By 10AM Saturday I have all my stuff together and I chicken out on the whole: sneak-through-the-building-and-stay-the-weekend plan.

I head to the library and decide to kill a few hours by borrowing a book or two and surfing the web. The night before I had found a motel with the cheapest/least-dirty combo and it was several miles away and while I could walk it, I decided a bus was more feasible because anyone who's been as far north as Vermont, a month before winter starts, knows that it can get pretty chilly.

After five or six hours at the library it was time to get on the bus and I got to the stop about 30 minutes early. I kept seeing buses from the same company and followed them hoping to get onto that bus and just wait the extra loop out because at least I'd be warm - this following vehicles that go 10 times faster than you plan didn't really pan out and instead I missed my bus and ended up waiting an hour.

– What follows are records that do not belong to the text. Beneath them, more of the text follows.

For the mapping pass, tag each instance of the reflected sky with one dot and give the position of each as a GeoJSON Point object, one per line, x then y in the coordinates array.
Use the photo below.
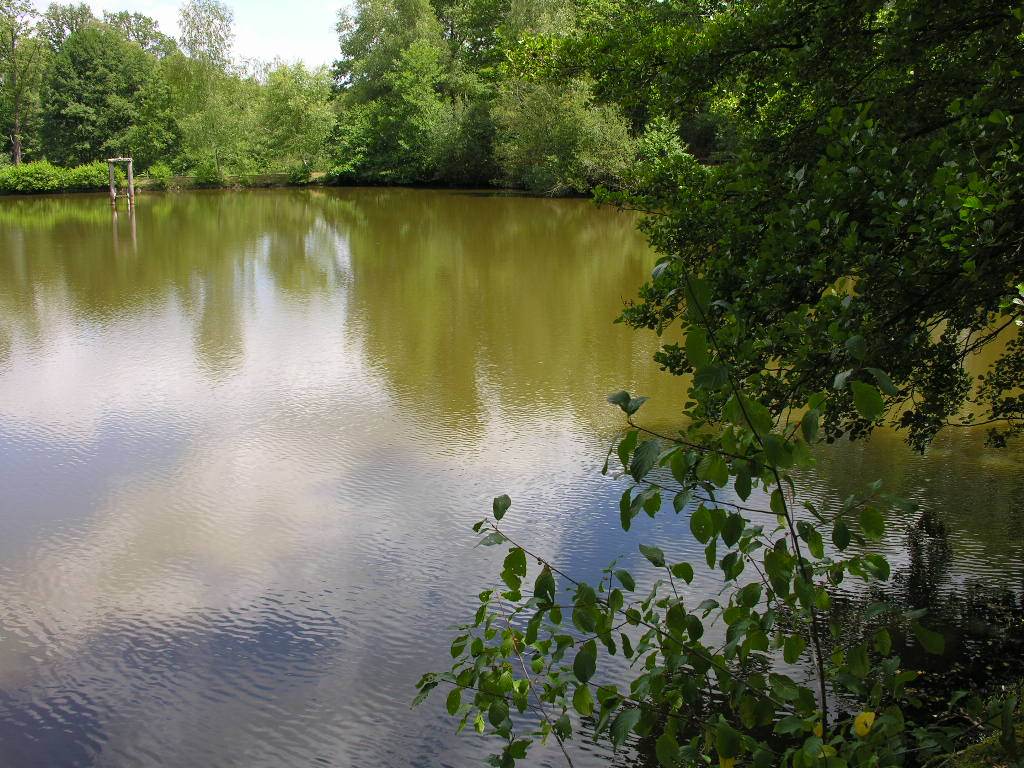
{"type": "Point", "coordinates": [243, 437]}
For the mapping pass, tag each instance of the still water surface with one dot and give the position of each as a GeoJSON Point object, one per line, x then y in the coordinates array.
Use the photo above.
{"type": "Point", "coordinates": [244, 435]}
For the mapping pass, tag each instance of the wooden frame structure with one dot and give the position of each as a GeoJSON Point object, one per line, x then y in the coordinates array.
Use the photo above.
{"type": "Point", "coordinates": [114, 180]}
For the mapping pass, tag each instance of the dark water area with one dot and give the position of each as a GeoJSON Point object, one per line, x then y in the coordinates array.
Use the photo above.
{"type": "Point", "coordinates": [244, 436]}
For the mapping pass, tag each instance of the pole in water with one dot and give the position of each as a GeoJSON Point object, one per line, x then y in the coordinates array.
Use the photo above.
{"type": "Point", "coordinates": [114, 184]}
{"type": "Point", "coordinates": [131, 182]}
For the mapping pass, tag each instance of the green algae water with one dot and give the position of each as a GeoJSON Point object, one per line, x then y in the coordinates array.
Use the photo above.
{"type": "Point", "coordinates": [243, 437]}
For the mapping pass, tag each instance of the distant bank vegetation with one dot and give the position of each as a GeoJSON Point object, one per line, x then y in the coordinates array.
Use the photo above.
{"type": "Point", "coordinates": [433, 92]}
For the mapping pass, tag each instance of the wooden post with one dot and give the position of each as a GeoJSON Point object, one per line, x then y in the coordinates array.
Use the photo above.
{"type": "Point", "coordinates": [114, 185]}
{"type": "Point", "coordinates": [131, 182]}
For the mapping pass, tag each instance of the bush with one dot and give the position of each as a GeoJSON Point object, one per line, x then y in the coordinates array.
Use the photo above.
{"type": "Point", "coordinates": [89, 177]}
{"type": "Point", "coordinates": [160, 175]}
{"type": "Point", "coordinates": [298, 175]}
{"type": "Point", "coordinates": [31, 178]}
{"type": "Point", "coordinates": [208, 174]}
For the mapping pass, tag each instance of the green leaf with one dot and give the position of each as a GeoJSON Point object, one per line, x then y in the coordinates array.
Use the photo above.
{"type": "Point", "coordinates": [498, 713]}
{"type": "Point", "coordinates": [544, 587]}
{"type": "Point", "coordinates": [667, 750]}
{"type": "Point", "coordinates": [454, 700]}
{"type": "Point", "coordinates": [872, 523]}
{"type": "Point", "coordinates": [700, 524]}
{"type": "Point", "coordinates": [726, 740]}
{"type": "Point", "coordinates": [501, 506]}
{"type": "Point", "coordinates": [585, 663]}
{"type": "Point", "coordinates": [583, 700]}
{"type": "Point", "coordinates": [809, 425]}
{"type": "Point", "coordinates": [867, 400]}
{"type": "Point", "coordinates": [644, 458]}
{"type": "Point", "coordinates": [856, 346]}
{"type": "Point", "coordinates": [883, 642]}
{"type": "Point", "coordinates": [884, 381]}
{"type": "Point", "coordinates": [742, 481]}
{"type": "Point", "coordinates": [841, 535]}
{"type": "Point", "coordinates": [794, 648]}
{"type": "Point", "coordinates": [696, 346]}
{"type": "Point", "coordinates": [932, 642]}
{"type": "Point", "coordinates": [683, 570]}
{"type": "Point", "coordinates": [744, 412]}
{"type": "Point", "coordinates": [515, 562]}
{"type": "Point", "coordinates": [626, 579]}
{"type": "Point", "coordinates": [732, 529]}
{"type": "Point", "coordinates": [624, 724]}
{"type": "Point", "coordinates": [655, 555]}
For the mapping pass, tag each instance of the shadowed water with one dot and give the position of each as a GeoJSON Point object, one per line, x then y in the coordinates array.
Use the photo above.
{"type": "Point", "coordinates": [243, 437]}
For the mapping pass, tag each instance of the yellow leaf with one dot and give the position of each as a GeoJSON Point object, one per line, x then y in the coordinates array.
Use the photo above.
{"type": "Point", "coordinates": [862, 723]}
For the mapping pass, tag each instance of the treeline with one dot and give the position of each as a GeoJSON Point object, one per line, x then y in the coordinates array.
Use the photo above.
{"type": "Point", "coordinates": [424, 91]}
{"type": "Point", "coordinates": [75, 89]}
{"type": "Point", "coordinates": [452, 90]}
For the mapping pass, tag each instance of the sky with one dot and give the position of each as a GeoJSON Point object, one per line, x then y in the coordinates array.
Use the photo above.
{"type": "Point", "coordinates": [263, 29]}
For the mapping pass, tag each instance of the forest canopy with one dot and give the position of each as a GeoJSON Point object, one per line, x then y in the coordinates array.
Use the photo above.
{"type": "Point", "coordinates": [422, 92]}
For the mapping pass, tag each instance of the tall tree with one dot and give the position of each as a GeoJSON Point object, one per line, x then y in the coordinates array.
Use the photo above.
{"type": "Point", "coordinates": [297, 114]}
{"type": "Point", "coordinates": [207, 32]}
{"type": "Point", "coordinates": [20, 64]}
{"type": "Point", "coordinates": [61, 19]}
{"type": "Point", "coordinates": [93, 95]}
{"type": "Point", "coordinates": [142, 30]}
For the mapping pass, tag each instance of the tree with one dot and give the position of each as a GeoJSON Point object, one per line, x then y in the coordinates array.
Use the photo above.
{"type": "Point", "coordinates": [298, 114]}
{"type": "Point", "coordinates": [859, 239]}
{"type": "Point", "coordinates": [877, 177]}
{"type": "Point", "coordinates": [552, 138]}
{"type": "Point", "coordinates": [61, 19]}
{"type": "Point", "coordinates": [97, 85]}
{"type": "Point", "coordinates": [20, 64]}
{"type": "Point", "coordinates": [222, 136]}
{"type": "Point", "coordinates": [207, 32]}
{"type": "Point", "coordinates": [140, 29]}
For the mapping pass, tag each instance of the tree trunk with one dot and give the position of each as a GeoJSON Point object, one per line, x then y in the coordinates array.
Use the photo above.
{"type": "Point", "coordinates": [15, 135]}
{"type": "Point", "coordinates": [15, 139]}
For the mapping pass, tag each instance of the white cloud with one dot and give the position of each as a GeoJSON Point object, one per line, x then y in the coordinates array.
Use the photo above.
{"type": "Point", "coordinates": [264, 29]}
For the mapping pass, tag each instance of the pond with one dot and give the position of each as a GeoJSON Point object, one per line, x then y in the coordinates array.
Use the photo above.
{"type": "Point", "coordinates": [244, 436]}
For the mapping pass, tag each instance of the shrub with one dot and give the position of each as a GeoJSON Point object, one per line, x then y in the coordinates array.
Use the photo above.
{"type": "Point", "coordinates": [160, 175]}
{"type": "Point", "coordinates": [31, 178]}
{"type": "Point", "coordinates": [298, 175]}
{"type": "Point", "coordinates": [89, 177]}
{"type": "Point", "coordinates": [208, 174]}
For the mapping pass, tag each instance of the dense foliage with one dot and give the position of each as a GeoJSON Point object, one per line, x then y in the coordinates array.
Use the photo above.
{"type": "Point", "coordinates": [75, 89]}
{"type": "Point", "coordinates": [855, 246]}
{"type": "Point", "coordinates": [423, 92]}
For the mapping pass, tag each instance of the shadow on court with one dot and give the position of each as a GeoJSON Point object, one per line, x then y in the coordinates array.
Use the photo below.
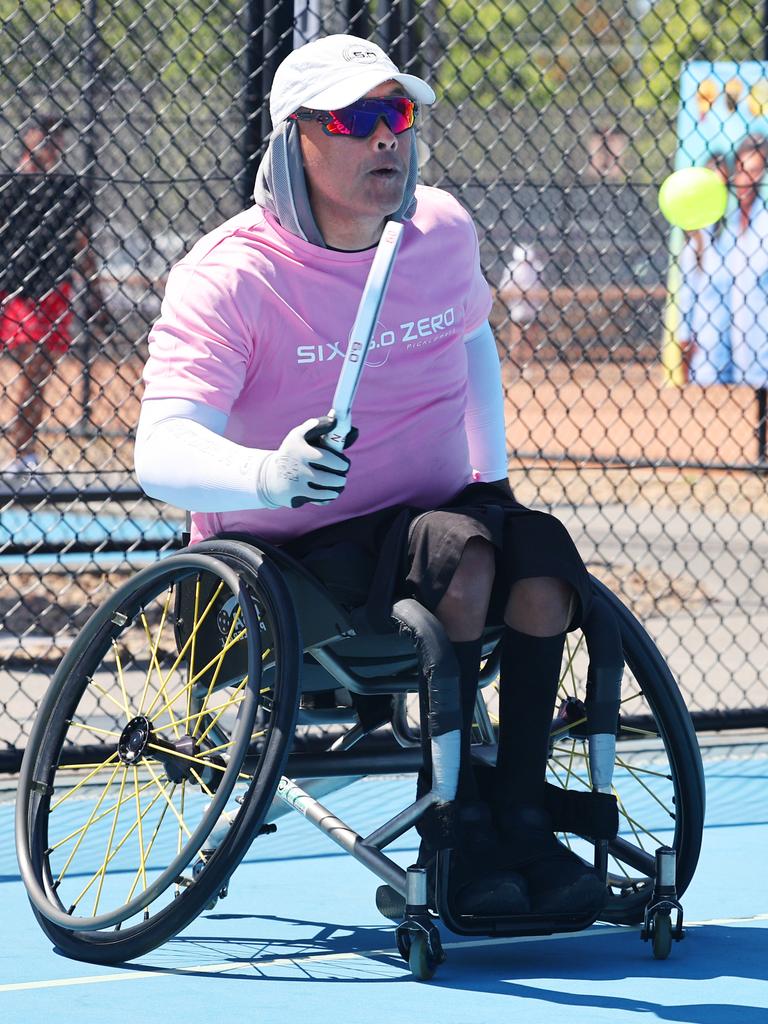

It wasn't absolutely frigid because at least it was noon and the sun was high in the sky but the wind wouldn't let up. Once on the bus everything fell together smoothly.

I got to the motel, signed in, went to my room, watched hours of TV only to stop for food/bathroom breaks or to go to the vending machines. Night-time rolled around and I called my girlfriend, we talked, I watched more TV and then I went to sleep. The following morning I had to leave at 11 because that's sign-out time at the motel and I didn't want to be charged an extra night.

Finally it's Sunday, the day of my flight. I'm cheap, of course, so I didn't want to waste my money on any extra costs and so I decided to walk the three miles, luggage et al, to the airport.

The walk wasn't too bad, but it was a tad exhausting. I let Google SMS lead me to my destination and fortunately it got me there safe and sound.

Of course my flight wasn't until the afternoon so I had to wait at the airport a while - hours. I had no laptop at this point in my life so this meant: No internet or TV to entertain me, but I had the books. The problem was I am easily distracted by noises so about two hours/3 pages into the book I gave up and just toughed it out.

I went to the restaurant in the airport and got a burger, my food of choice, and watch some TV in there for a while.

Then it was finally the time to get on my flight and I go through security, which of course when I'm in no rush, takes 5 minutes, maybe less.

I sit in the waiting area where two other people are waiting for their flight. As the next hour or two passes more people seep in, until a sizable number of the seats get filled.

You'd think, I'm finally at the airport, everything's good now; but you'd be thinking wrong.

When the plane comes in, there's some problems with the plane. This is of course annoying time-wise but also terrifying - no passenger wants to hear their plane has 'problems'. Eventually, an hour later, they get that resolved but alas that's not the end of it.

Now the head-winds are getting too strong and it's unsafe for planes to fly in the inclement weather so we have to wait more.

Another hour passes and the people start telling us we might not be able to take the plane that night - disconcerting since I already did all this waiting, but still I tough it out.

Eventually they determine it's okay to board the plane, so finally we get on the plane. You'd think everything's fine, I'm on the plane, 30 minutes and I'll take to the air, but alas you'd be wrong again.

At this point the UN has let out and everyone in the UN building has to take a plane to their native country or something along those lines and that means no commercial flights can be in the air. They figure, after 9/11 that all commercial flights in the air are probably impossibly equipped with missiles and technology to allow them to go faster than the jets that the UN members get to use - and of course that our little commercial flight, with all these modifications must also have a deep desire to destroy an international symbol of peace.

A couple hours later we get to take off and finally everything goes according to plan and I get to go home.
Yay!

PS I wrote this late and a tad rushed so sometimes the tenses (past/present) get a little messed up, I tried to fix it but I'm sorry for any errors like that.